Interleukin-6 (IL-6) serum levels and the proliferative activity of bone marrow plasma cells have been described as important prognostic factors for survival duration in multiple myeloma (MM) patients. Since growth of neoplastic plasma cells is frequently promoted by IL-6, inhibition of its activity has been considered for the management of MM patients. With a similar rationale, IL-6 variants characterized by wild-type or increased affinity for the ligand-specific IL-6 alpha receptor chain and reduced ability to bind and/or dimerize the gp 130 chain have recently been generated.
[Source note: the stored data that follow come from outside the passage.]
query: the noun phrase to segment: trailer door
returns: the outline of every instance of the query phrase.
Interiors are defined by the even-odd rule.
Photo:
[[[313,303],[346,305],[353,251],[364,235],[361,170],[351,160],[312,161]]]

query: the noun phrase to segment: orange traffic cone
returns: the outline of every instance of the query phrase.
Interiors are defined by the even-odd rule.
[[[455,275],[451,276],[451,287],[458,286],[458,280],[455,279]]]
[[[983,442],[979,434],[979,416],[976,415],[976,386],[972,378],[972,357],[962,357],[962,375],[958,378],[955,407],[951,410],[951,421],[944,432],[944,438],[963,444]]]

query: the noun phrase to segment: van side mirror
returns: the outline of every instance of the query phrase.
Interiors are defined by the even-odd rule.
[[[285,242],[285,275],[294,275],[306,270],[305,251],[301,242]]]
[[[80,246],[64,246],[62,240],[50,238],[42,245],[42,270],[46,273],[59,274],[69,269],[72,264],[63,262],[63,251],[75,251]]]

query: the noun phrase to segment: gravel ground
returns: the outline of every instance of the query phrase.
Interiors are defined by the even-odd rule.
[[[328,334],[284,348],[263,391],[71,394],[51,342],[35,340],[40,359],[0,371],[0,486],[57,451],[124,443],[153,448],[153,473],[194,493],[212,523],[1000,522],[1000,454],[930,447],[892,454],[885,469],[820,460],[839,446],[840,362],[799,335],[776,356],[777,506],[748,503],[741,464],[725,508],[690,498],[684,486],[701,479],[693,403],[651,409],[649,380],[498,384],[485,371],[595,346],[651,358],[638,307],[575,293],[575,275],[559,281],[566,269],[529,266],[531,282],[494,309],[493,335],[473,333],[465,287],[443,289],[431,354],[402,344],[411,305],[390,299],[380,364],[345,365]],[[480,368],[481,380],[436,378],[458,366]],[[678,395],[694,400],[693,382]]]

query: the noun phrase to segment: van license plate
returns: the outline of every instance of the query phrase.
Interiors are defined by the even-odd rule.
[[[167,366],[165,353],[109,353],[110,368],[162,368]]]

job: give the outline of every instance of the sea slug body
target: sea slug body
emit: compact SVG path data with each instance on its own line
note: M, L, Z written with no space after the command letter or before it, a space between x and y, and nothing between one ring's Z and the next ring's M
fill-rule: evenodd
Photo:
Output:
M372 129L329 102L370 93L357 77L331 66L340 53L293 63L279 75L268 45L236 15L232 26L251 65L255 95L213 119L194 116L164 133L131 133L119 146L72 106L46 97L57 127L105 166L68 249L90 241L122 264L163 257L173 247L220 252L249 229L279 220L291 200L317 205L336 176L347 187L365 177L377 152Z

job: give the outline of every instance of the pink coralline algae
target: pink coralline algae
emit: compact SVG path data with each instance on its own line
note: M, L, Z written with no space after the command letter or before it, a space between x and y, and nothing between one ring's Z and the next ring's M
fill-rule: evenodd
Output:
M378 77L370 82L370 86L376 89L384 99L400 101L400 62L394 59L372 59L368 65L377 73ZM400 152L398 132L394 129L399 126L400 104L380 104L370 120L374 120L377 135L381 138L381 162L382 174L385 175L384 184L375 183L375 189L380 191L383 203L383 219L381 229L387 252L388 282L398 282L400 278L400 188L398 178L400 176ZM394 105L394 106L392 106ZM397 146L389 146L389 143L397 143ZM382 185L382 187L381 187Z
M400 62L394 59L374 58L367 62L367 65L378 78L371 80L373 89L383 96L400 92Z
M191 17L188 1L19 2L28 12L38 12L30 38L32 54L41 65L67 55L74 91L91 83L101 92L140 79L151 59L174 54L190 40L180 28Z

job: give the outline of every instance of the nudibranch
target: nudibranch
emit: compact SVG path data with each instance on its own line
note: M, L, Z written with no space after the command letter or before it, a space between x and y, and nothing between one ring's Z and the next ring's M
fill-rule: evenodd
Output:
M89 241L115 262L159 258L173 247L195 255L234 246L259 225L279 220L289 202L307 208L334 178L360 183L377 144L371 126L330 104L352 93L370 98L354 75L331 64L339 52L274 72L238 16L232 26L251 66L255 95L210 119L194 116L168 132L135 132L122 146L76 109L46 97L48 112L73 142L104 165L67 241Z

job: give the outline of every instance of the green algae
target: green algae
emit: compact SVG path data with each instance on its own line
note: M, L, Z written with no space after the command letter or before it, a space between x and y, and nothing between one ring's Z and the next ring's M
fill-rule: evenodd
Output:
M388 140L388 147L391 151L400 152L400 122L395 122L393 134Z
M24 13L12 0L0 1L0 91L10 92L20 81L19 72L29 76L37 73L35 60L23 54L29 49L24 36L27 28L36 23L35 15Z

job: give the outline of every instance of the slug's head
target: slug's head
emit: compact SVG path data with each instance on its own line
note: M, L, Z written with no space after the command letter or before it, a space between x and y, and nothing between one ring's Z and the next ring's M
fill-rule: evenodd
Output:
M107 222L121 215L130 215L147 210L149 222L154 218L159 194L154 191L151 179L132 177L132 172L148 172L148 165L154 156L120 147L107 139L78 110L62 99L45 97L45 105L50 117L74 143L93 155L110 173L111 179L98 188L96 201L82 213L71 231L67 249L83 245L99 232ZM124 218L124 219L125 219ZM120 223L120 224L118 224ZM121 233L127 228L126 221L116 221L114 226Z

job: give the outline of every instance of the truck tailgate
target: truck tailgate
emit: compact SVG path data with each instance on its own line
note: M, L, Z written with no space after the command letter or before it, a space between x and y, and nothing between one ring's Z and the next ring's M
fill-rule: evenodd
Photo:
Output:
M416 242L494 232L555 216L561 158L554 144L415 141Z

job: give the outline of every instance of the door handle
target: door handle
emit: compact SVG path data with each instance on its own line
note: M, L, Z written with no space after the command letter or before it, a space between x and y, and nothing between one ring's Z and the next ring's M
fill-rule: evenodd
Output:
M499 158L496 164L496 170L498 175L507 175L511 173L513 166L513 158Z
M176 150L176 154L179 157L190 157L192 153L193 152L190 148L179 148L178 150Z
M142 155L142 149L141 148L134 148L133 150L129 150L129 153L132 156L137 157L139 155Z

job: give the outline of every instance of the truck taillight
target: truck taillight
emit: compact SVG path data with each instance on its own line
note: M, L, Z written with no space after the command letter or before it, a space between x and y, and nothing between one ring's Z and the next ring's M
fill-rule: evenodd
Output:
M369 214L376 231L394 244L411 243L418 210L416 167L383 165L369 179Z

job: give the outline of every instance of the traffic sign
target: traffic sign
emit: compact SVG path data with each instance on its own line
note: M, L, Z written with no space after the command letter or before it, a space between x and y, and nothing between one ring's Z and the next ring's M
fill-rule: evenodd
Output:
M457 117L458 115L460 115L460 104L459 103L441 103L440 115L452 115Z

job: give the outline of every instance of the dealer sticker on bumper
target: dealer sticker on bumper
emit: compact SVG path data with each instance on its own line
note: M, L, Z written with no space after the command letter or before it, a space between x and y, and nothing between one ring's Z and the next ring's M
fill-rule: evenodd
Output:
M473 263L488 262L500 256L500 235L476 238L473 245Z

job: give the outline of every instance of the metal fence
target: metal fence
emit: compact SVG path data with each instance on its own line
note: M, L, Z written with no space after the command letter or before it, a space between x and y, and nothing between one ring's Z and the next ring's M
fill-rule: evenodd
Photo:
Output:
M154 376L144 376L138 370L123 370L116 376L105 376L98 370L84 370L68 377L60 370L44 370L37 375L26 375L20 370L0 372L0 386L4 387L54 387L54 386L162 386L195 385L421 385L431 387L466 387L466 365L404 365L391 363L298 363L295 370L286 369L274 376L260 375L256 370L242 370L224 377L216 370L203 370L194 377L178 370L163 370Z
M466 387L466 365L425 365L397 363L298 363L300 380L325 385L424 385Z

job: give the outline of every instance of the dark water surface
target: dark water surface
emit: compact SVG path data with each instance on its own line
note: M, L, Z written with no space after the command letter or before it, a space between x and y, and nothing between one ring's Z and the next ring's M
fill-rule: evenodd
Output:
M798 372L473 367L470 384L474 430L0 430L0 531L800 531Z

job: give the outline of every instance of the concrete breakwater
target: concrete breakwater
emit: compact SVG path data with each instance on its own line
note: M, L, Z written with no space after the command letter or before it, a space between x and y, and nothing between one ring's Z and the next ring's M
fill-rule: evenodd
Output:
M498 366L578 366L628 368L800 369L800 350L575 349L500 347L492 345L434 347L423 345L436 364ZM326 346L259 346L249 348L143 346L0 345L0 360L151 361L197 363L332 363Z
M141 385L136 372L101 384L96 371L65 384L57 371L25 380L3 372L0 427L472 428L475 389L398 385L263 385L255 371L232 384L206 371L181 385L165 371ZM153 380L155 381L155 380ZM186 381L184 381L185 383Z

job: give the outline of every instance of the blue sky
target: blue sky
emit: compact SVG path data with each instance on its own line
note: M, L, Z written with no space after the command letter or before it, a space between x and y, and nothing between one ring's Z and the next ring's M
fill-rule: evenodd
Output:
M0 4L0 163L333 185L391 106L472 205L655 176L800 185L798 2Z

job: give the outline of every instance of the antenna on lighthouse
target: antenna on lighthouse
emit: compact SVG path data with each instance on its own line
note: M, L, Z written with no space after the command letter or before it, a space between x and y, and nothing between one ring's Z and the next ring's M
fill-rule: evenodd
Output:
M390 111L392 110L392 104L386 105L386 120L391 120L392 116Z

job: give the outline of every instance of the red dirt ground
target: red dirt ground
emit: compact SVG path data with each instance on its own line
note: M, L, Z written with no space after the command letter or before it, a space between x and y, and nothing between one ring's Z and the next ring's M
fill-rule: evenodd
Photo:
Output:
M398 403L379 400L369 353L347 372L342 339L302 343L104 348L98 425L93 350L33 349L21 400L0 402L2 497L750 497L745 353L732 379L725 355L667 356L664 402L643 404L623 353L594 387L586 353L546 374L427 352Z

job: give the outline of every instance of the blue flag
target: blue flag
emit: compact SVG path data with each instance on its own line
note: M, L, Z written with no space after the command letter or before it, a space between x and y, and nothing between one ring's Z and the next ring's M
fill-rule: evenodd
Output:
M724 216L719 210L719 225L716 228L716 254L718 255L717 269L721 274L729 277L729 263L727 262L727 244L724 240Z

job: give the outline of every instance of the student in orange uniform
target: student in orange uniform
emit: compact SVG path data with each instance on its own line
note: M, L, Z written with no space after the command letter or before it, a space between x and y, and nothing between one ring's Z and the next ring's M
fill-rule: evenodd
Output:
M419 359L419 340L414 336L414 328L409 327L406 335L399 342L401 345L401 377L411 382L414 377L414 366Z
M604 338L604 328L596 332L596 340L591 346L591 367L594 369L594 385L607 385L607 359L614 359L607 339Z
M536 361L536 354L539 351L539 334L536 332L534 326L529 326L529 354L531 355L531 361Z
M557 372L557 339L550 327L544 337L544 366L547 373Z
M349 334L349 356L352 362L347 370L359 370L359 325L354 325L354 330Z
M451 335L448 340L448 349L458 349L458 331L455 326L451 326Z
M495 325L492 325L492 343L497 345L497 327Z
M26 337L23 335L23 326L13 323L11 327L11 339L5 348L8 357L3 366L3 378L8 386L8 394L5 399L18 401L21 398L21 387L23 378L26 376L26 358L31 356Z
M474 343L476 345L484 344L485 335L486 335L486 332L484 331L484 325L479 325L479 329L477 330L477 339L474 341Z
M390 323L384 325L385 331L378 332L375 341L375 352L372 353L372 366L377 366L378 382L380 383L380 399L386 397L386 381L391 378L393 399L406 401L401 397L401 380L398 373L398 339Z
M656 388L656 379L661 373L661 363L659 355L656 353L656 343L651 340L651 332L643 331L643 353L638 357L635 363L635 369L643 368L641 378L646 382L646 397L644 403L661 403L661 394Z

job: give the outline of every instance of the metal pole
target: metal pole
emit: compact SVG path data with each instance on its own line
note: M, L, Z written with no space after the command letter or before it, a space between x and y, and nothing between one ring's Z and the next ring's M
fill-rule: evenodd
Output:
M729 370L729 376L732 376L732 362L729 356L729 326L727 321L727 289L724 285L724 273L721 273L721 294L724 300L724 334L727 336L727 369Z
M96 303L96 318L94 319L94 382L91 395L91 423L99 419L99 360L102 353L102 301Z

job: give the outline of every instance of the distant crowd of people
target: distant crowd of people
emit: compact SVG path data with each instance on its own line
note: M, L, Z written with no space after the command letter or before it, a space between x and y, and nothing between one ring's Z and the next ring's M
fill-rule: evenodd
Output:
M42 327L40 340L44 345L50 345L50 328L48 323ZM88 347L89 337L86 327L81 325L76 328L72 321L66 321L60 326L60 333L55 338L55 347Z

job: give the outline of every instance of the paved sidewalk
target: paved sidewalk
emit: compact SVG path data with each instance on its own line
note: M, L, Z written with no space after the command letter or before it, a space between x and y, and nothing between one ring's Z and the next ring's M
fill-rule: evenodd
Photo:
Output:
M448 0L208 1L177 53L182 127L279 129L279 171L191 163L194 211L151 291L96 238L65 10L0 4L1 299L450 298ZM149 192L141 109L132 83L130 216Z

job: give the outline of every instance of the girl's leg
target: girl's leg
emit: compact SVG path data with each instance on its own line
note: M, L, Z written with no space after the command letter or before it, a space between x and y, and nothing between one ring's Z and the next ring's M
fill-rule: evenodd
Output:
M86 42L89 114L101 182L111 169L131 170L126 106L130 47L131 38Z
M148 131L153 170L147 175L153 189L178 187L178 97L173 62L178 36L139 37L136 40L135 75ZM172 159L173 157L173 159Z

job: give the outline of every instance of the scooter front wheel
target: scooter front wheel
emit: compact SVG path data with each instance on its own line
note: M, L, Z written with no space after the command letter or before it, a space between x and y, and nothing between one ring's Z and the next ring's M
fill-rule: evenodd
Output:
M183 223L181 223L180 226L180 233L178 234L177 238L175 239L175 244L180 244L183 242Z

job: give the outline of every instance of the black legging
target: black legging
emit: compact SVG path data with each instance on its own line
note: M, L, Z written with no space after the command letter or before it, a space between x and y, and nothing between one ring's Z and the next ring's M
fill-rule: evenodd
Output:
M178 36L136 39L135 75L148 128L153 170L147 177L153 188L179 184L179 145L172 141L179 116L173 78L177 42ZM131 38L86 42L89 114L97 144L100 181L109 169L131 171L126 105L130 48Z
In the present study, the antiproliferative effects of the variants Sant1, Sant5, and Sant7, characterized by increasing antagonistic activity, were investigated by means of a detailed cell kinetic and apoptotic analysis of the IL-6-dependent MM XG-1 cell line. A significant reduction in the mean percent of XG-1 cells in active S-phase (DNA/bromodeoxyuridine incorporation) from 41% to 28.1% (p=0.04), 25.8% (p=0.04), and 15.3% (p=0.02), respectively, was observed using Sant1, Sant5, and Sant7. These effects were confirmed using the acridine-orange (AO) flow-cytometric technique, which showed a similar reduction of S-phase (34.2% of baseline value) in the presence of Sant1, Sant5, and Sant7, as well as a significant G1b arrest (from 44.5% to 47.6%, 48%, and 64.9%). Furthermore, IL-6 variants were capable of down-regulating the G1 cell cycle regulatory protein cyclin D1 expression. Cell cycle effects were coupled with a significant increase of apoptosis, measured by the AO and the terminal deoxynucleotidyl transferase assays, from 12.9% (control culture with IL-6) to 21.2% (Sant1), 29.1% (Sant5), and 23.5% (Sant7). These results were comparable to those obtained by depriving XG-1 of recombinant IL-6. Our study documents the antiproliferative activity exerted by IL-6 mutants on the XG-1 cell line, thus supporting the investigation of these molecules on primary MM cells.